Durante o último festival literário a que fui, reparei numa coisa que me causou uma certa inveja: no meio da balbúrdia que era o bar do hotel por aquelas noites, cheio de escritores e jornalistas à conversa, um romancista português sentou-se a um canto com o seu computador portátil e ali esteve a trabalhar toda a noite sem problemas. Eu não sou capaz de me concentrar e escrever ao pé de outras pessoas (embora consiga ler com o barulho de fundo dos jogos de futebol e dos aeroportos, é um facto). Preciso do meu espaço, do meu silêncio, dos meus dicionários, da minha secretária. Às vezes, em férias, levo o computador com boas intenções, mas raramente consigo criar com a calma com que o faço no meu escritório de casa. Ora, sobre este assunto da necessidade de um espaço nosso, escreveu maravilhosamente Virginia Woolf em Um Quarto Que Seja Seu, um texto que reproduz creio que duas palestras numa universidade feminina sob o tema "Mulheres e Ficção". Olhando para o vazio na publicação de textos de mulheres no seu passado, sobretudo mulheres da classe média (uma vez que algumas aristocratas ainda conseguiram publicar alguma coisa), Woolf analisa a circunstância de as mulheres nunca terem tido dinheiro, nem tempo (eram elas que faziam tudo em casa, incluindo educar as crianças) para se poderem dedicar à escrita – e, sobretudo, não terem tido um espaço próprio (e, como eu, ser-lhes-ia francamente difícil escrever no meio da família inteira na sala comum, até porque, para as mulheres, escrever não era nesses tempos coisa muito bem vista; e, além disso, deviam ser interrompidas a todo o instante). O texto foi originalmente publicado no final dos anos 1920 e revisto umas quantas vezes, mas em muita coisa permanece actual e merece leitura atenta. Sim, Mrs. Woolf, precisamos de um quarto que seja nosso!
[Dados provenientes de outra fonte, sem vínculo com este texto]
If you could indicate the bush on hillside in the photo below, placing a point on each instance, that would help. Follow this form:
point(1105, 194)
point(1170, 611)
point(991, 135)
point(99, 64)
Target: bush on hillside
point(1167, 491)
Desde há vários anos que a Sociedade Portuguesa de Autores (SPA) promove anualmente o Prémio Autores, que abrange as áreas da música, do teatro, da televisão, das artes visuais, da rádio, do cinema, da dança e, evidentemente, da literatura. Este ano, fiquei muito contente por saber que João Pinto Coelho, o grande pintor dos Extraordinários e autor do fenomenal Perguntem a Sarah Gross, está nomeado na categoria de Melhor Livro de Ficção Narrativa (espero que ganhe, claro, embora Cristina Carvalho, outra nomeada, já tenha sido finalista noutros anos e a SPA não deva ser sádica). Contenta-me ainda que um livro infantil delicioso de que aqui falei, A Cantora Deitada, de Sandro William Junqueira com ilustrações de Maria João Lima, esteja entre os finalistas na categoria de Livro Infantil, tal como A Palavra Perdida, de Inês Fonseca Santos. E, por fim, adoro que Persianas se encontre nomeado em Poesia, pois gosto muito de Miguel Manso que, além do mais, sabe ler alto poesia muito bem. Os vencedores do prémio vão ser anunciados mais logo no Teatro D. Maria II e a gala vai ser transmitida em directo na RTP2. Não percam.
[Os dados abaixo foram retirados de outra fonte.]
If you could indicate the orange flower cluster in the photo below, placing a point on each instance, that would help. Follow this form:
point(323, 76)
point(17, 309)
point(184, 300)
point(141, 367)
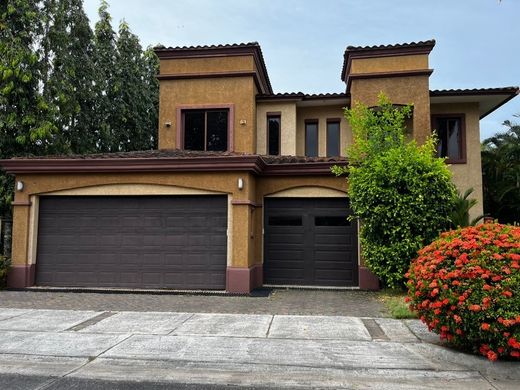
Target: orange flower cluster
point(466, 287)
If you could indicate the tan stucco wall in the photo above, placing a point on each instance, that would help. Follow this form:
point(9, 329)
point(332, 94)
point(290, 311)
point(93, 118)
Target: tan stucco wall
point(235, 90)
point(240, 254)
point(470, 174)
point(389, 64)
point(288, 127)
point(206, 65)
point(322, 114)
point(400, 90)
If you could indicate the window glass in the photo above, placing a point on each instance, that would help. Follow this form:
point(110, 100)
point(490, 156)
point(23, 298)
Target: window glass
point(273, 129)
point(206, 130)
point(311, 139)
point(194, 130)
point(285, 221)
point(331, 221)
point(333, 139)
point(216, 130)
point(450, 138)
Hoje é Dia Mundial da Poesia e, como poeta que também sou, não podia deixar de saudar as milhentas iniciativas por esse País fora a favor da bela poesia. Não queria, de resto, escolher nenhuma, mas, por ser igualmente letrista, o meu coração inclinou-se de repente para uma actividade que decorrerá hoje, pelas 19h00, na Biblioteca Municipal de Oeiras, organizada pelo jornalista João Morales, que gosta tanto de letras como de música. Então, convido os leitores deste blogue a assistirem a uma viagem de som e imagem em torno de Poesia Portuguesa Musicada, na qual se recolhem e mostram encontros felizes entre poetas e músicos de diferentes géneros e períodos. O cartaz já dá uma boa ideia do que se vai passar. E a entrada é livre, não faltem!
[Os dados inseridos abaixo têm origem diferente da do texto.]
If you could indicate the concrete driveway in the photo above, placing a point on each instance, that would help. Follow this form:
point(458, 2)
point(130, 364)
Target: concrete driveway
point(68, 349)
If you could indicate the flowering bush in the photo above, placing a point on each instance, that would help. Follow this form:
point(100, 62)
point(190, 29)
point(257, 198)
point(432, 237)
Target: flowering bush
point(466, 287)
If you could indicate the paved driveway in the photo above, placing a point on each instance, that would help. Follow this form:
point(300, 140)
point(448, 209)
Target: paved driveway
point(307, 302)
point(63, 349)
Depois de prémios e nomeações várias, Ana Cristina Silva regressa à publicação com um romance, A Noite não É Eterna, cuja acção decorre nos anos de chumbo da Roménia, sob o jugo do ditador Nicolae Ceausescu, com a população enfraquecida pela fome e dominada pelo terror. Seguindo as orientações do Presidente para a criação de um exército no qual os soldados são treinados desde crianças, Paul, um ambicioso funcionário do partido, decide levar de casa o filho de três anos e entregá-lo aos cuidados do Estado. Quando a mãe se apercebe do desaparecimento do pequeno Drago, a culpa e o desgosto já não a abandonarão, bem como o firme desejo de acabar com a vida do marido. Correndo riscos tremendos, Nadia não desistirá, porém, de procurar o menino, ainda que para isso tenha de forjar uma nova identidade, de fazer falsas denúncias, de correr os orfanatos cujas imagens terríveis chocaram o mundo e até de integrar uma rede que transporta clandestinamente crianças romenas seropositivas para o Ocidente. Mas será que o seu sofrimento pode ser aplacado enquanto Paul for vivo? Enquanto o ditador for vivo? Leia para saber.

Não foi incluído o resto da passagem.